CHICAGO – Sue Cischke, vice president-environmental and safety engineering at Ford Motor Co., in April was given an added duty– senior vice president of sustainability.

It's a somewhat nebulous title, but she says her responsibilities are simple:

“To determine what the future will look like in 2050, ensure Ford has relevant products that people want in 2050, and balance the social, economic and environmental concerns to create those products for 2050, and beyond.”

And both Chairman Bill Ford and CEO Alan Mulally have given her another directive.

“They told me this is one of the most important things for me to do – and they want it done yesterday,” she laughs.

The job puts Cischke in charge of ensuring the auto maker creates new vehicles that burn less fuel and release less pollution in 2050 than current models do.

Even if she fails in her new post of reading the future 43 years from now, chances are unlikely either Bill Ford, 50, or Mulally, 61, will be around to call her on the carpet for a reprimand.

Of course, at 53, it's not likely Cischke would have to listen to the scolding anyway.

“I have to admit sometimes when we talk about 2050 in meetings I stop and think, 'Will I even be alive then?'” Cischke says.

It's the thought that counts – thinking green from concept to production and making environmental impact a top priority in the creation, building, and selling of each new product.

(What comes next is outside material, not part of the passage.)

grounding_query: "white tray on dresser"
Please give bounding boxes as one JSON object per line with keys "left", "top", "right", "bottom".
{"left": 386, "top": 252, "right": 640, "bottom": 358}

Both cars and the plants that assemble them will have to consume less energy and the vehicles will have to be recyclable. Mulally calls it environmental stewardship for future generations.

“We've finished the debate about whether the world has warmed up a degree,” Mulally says. “Now we're going to start at an important time when all the citizens around the world get a chance to decide what we all want to do about being stewards about the Earth and what we want to do about the use of all energy sources.”